The effort launches this week with three TV ads, two print ads and three radio spots. One of the ads shows a thirty-something man opening odd gifts like a reindeer made of Christmas tree bulbs and the ever-useful cuckoo clock. The voiceover states: "If you didn't get everything you wanted this holiday season, just remember, there's no law that says you can't get yourself a little something." The spot then cuts to the man getting into a new IS, adorned with a big red bow.

Another spot shows Lexus' three SUVs--the LX, GX and RX--performing a "dance" in the snow to the song "Baby It's Cold Outside." The voiceover encourages shoppers to come in from the cold for the December sales event.

Print ads have headlines like "Bet nobody re-gifts these" and "New Year's Resolution," which has a handwritten note with resolutions like "eat better" "learn to skydive" and "treat myself to something nice."

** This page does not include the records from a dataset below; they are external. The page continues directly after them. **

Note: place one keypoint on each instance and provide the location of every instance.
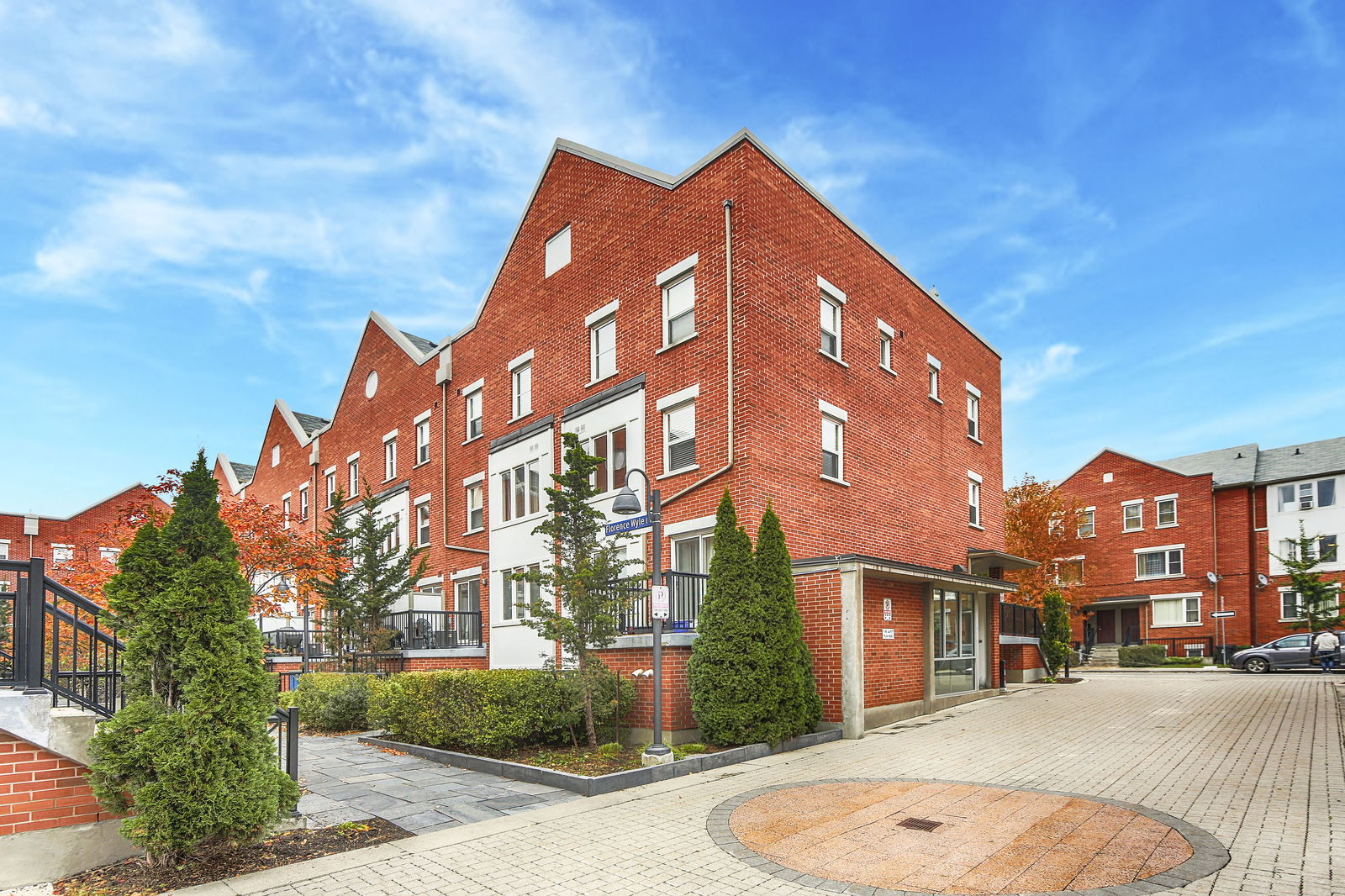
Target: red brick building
(58, 540)
(720, 329)
(1168, 542)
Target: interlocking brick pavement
(1254, 761)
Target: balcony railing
(435, 629)
(686, 591)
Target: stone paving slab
(350, 781)
(1257, 762)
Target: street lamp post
(627, 503)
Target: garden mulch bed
(132, 878)
(582, 761)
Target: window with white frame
(521, 599)
(974, 498)
(390, 456)
(1158, 562)
(1308, 495)
(603, 347)
(521, 377)
(393, 542)
(475, 506)
(423, 439)
(678, 284)
(679, 436)
(611, 447)
(1290, 606)
(1179, 609)
(472, 398)
(467, 595)
(831, 326)
(1069, 572)
(521, 490)
(693, 553)
(885, 336)
(973, 412)
(1167, 508)
(833, 441)
(558, 250)
(1131, 515)
(423, 522)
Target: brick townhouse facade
(1168, 542)
(720, 329)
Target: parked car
(1290, 651)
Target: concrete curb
(1208, 853)
(587, 786)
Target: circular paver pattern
(894, 835)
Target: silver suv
(1291, 651)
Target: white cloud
(1026, 377)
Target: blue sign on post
(631, 524)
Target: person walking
(1327, 646)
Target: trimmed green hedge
(488, 710)
(1142, 656)
(334, 701)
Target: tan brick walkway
(1254, 761)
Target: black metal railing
(1194, 646)
(58, 642)
(282, 725)
(435, 629)
(1015, 619)
(686, 593)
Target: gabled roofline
(672, 182)
(84, 510)
(1140, 461)
(232, 479)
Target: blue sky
(1140, 205)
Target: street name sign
(631, 524)
(659, 602)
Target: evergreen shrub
(334, 701)
(1142, 656)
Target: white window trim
(831, 410)
(683, 396)
(827, 287)
(678, 269)
(1197, 595)
(605, 311)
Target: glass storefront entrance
(954, 642)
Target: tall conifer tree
(800, 707)
(732, 676)
(190, 748)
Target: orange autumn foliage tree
(269, 555)
(1042, 524)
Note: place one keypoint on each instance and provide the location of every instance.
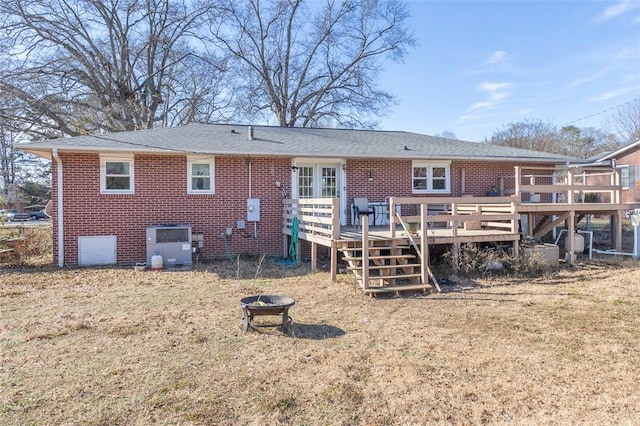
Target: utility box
(549, 253)
(253, 210)
(172, 242)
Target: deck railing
(567, 185)
(446, 212)
(318, 218)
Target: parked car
(40, 214)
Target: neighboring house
(228, 181)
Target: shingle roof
(227, 139)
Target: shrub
(473, 261)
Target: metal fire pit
(253, 306)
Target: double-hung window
(431, 177)
(200, 175)
(116, 174)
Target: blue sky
(480, 65)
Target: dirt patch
(116, 346)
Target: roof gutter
(59, 218)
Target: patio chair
(360, 208)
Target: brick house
(627, 160)
(227, 182)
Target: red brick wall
(161, 198)
(632, 194)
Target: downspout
(60, 215)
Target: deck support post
(571, 225)
(364, 222)
(314, 256)
(334, 260)
(616, 231)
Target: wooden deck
(379, 256)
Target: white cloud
(588, 79)
(479, 105)
(620, 8)
(611, 94)
(496, 57)
(495, 92)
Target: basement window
(200, 175)
(116, 174)
(431, 177)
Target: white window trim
(628, 179)
(103, 173)
(196, 159)
(429, 165)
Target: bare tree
(627, 121)
(571, 141)
(311, 64)
(79, 66)
(535, 135)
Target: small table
(265, 305)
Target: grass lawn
(116, 346)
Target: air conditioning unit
(172, 242)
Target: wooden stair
(390, 267)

The TV spots will run on network television, cable news, entertainment and sports channels.

Toyota's not alone. Others are trying to goose the market, which is softer because of high fuel prices and the mortgage crisis. Dan Gorrell, president of the Gorrell Group, a Tustin, Calif.-based consultancy, says that fourth-quarter sales are being squeezed by gasoline costs.

"That's the biggest influence," he says. "Consumers are shifting to smaller, more fuel-efficient vehicles because they have not seen gasoline shift back to historically low levels. And I think the fact that the industry is not going to fleet sales as much as they did is impinging on sales."

General Motors is running its yearly Red Tag Event, which it first launched as an incentive program in 2005. The program dangles discounts on some 2008 vehicles, and 0% financing for 60 months on many 2007 vehicles under the Chevrolet, Buick, GMC, Pontiac and Saturn banners.

Ford, Chrysler, and Lexus sibling Toyota are among other brands offering year-end deals.

Still, Gorrell says Lexus' situation is different. "Luxury brands don't feel the pinch as much, and they do typically run incentives and programs to capitalize on the fact that people buy such vehicles at year-end for spouses, for instance, but also for accounting reasons; a lot of luxury cars are business expenses."